Keeping the Pace: Legal Writing vs Academic Writing

Back at the law firm, we had a “pace” for long-form research-based writing, like recommendation letters and legal briefs: one page per hour.  This was approximately how long producing these pages actually took, from the moment one of the paralegals dropped off the case file to the final edit of the finished draft.  A ten-page, single-spaced recommendation letter took about ten hours; a ten-page, double-spaced brief in support of a motion for summary judgment also took about ten hours.  On entering grad school, I assumed that academic papers would take about the same amount of time.

The sound you are now hearing is every academic in the country laughing at my naïveté.

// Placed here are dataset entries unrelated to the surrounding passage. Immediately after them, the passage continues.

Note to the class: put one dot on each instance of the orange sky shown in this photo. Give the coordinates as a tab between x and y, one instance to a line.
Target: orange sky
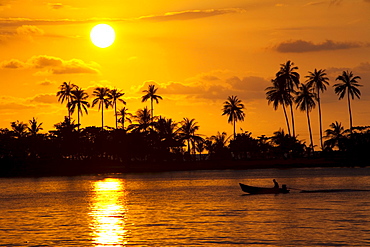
197	52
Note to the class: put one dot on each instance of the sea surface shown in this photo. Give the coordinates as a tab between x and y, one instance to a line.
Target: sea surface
191	208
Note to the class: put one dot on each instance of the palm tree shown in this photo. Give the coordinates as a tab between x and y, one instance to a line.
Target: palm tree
233	107
113	96
335	135
279	95
317	81
143	119
348	85
35	127
65	93
79	97
187	131
102	97
151	94
290	78
19	128
305	102
125	116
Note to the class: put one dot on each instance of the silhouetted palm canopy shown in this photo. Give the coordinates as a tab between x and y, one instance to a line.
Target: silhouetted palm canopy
125	116
187	131
79	97
233	108
318	81
114	95
35	127
305	101
151	94
220	140
19	128
279	95
143	119
348	85
335	135
290	78
65	93
167	131
102	97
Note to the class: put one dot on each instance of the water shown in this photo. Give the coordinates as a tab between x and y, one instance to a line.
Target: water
197	208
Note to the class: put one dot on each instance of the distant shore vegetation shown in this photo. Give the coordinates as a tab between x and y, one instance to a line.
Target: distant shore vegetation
145	138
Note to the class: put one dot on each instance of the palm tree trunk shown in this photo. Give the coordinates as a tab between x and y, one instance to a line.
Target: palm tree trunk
292	115
350	112
151	103
123	121
234	129
102	116
309	129
115	113
320	121
69	111
286	119
78	118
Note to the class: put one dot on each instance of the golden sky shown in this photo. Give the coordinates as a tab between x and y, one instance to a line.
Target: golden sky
197	52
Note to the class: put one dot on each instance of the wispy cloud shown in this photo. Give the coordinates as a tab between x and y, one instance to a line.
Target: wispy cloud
191	14
55	5
215	85
52	65
169	16
299	46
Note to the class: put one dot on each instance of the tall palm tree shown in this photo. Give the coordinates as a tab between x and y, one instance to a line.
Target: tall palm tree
65	93
187	131
125	116
348	85
143	119
318	81
102	97
279	95
151	94
114	95
290	78
305	101
35	127
19	128
335	135
79	97
233	108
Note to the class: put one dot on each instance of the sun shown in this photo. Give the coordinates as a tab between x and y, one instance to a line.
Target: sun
102	35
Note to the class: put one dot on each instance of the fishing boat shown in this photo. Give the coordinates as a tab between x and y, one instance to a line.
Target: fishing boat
261	190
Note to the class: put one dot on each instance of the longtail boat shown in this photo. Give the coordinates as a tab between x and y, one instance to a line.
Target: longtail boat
261	190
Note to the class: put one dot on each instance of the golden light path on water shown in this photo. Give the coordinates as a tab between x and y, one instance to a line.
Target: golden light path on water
108	212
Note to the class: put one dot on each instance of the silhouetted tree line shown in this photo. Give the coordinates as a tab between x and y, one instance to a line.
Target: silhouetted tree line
149	139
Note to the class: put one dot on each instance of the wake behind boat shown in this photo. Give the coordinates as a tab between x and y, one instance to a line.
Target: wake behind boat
261	190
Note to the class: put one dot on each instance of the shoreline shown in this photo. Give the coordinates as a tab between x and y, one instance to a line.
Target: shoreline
95	167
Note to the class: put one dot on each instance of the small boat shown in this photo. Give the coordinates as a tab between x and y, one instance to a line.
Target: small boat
260	190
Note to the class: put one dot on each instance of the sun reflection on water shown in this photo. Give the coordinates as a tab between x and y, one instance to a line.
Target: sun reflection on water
108	211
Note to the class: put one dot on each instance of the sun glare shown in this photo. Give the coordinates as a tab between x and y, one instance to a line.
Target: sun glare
102	35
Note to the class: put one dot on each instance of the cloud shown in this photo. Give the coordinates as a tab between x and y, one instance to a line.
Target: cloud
215	85
13	64
300	46
46	82
169	16
29	30
44	99
191	14
53	65
55	6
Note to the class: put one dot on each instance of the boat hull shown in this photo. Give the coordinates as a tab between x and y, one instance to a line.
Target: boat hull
260	190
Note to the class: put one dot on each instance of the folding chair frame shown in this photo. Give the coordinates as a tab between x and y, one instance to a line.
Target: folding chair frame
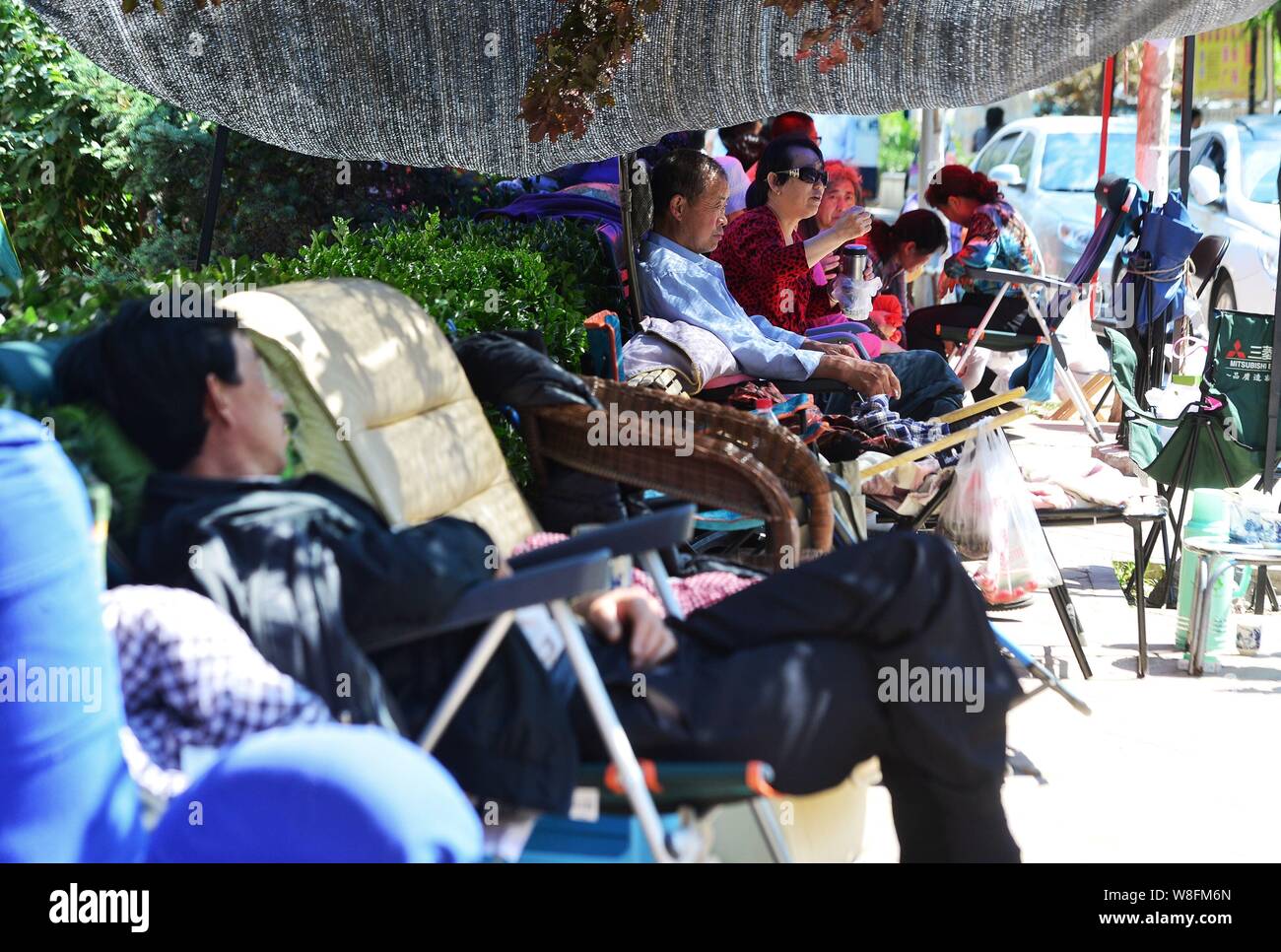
1062	373
551	577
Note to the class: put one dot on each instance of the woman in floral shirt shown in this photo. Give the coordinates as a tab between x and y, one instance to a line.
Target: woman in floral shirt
995	238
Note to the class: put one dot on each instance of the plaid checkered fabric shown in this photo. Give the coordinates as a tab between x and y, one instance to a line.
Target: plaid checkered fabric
439	84
192	678
876	419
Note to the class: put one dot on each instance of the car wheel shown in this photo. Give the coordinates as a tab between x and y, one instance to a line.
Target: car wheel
1224	296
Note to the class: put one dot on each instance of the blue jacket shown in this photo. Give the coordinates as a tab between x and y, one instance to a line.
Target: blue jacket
65	794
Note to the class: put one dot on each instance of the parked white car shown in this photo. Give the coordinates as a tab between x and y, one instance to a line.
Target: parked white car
1048	167
1234	193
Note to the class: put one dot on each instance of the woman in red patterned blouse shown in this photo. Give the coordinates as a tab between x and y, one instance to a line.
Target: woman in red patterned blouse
769	267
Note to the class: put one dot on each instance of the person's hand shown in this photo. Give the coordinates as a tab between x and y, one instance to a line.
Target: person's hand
865	375
854	223
639	614
837	350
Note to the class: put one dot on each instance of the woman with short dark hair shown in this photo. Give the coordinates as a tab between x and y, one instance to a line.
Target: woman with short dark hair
995	238
768	264
897	250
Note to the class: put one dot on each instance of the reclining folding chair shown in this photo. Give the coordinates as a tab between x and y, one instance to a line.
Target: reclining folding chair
382	402
637	216
1118	197
1225	439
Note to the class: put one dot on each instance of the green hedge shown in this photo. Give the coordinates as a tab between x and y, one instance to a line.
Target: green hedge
470	276
95	173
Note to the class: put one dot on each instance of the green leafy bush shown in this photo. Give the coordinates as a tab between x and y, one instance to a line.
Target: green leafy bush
470	276
101	175
64	204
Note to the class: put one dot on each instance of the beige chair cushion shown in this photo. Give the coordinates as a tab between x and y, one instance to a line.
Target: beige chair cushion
383	405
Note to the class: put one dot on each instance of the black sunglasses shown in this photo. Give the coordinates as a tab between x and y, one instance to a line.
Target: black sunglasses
810	175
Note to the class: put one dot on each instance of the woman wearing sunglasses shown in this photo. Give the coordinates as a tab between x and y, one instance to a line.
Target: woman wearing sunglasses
769	265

In the past eleven days, I’ve produced about fifty pages of academic writing.  That’s “academic,” as in “not written for teaching, freelance client, blogging, or personal purposes,” and “writing,” as in “not research, outlining, or freewriting in an attempt to tag and track all my various thoughts.”

The writing alone has taken about sixty hours in the past eleven days.  In all, I’d estimate that my “pace” for academic writing has been about three hours per double-spaced page.

There are, of course, reasons for this that have nothing to do with my relative skill at legal and academic writing.  Academic writing is by nature harder than legal writing, for several reasons:

1.  The scope of the research is larger. 

Legal briefs have one set of facts that are based on a discrete set of sources (massive document review projects notwithstanding).  In daily practice, we see the same basic legal issues over and over, which makes the legal research move more quickly; by the time I left the firm, I had a desktop folder containing the twenty cases we cited most often.  Academic research is more far-flung, especially if we go for the “interdisciplinary” approach.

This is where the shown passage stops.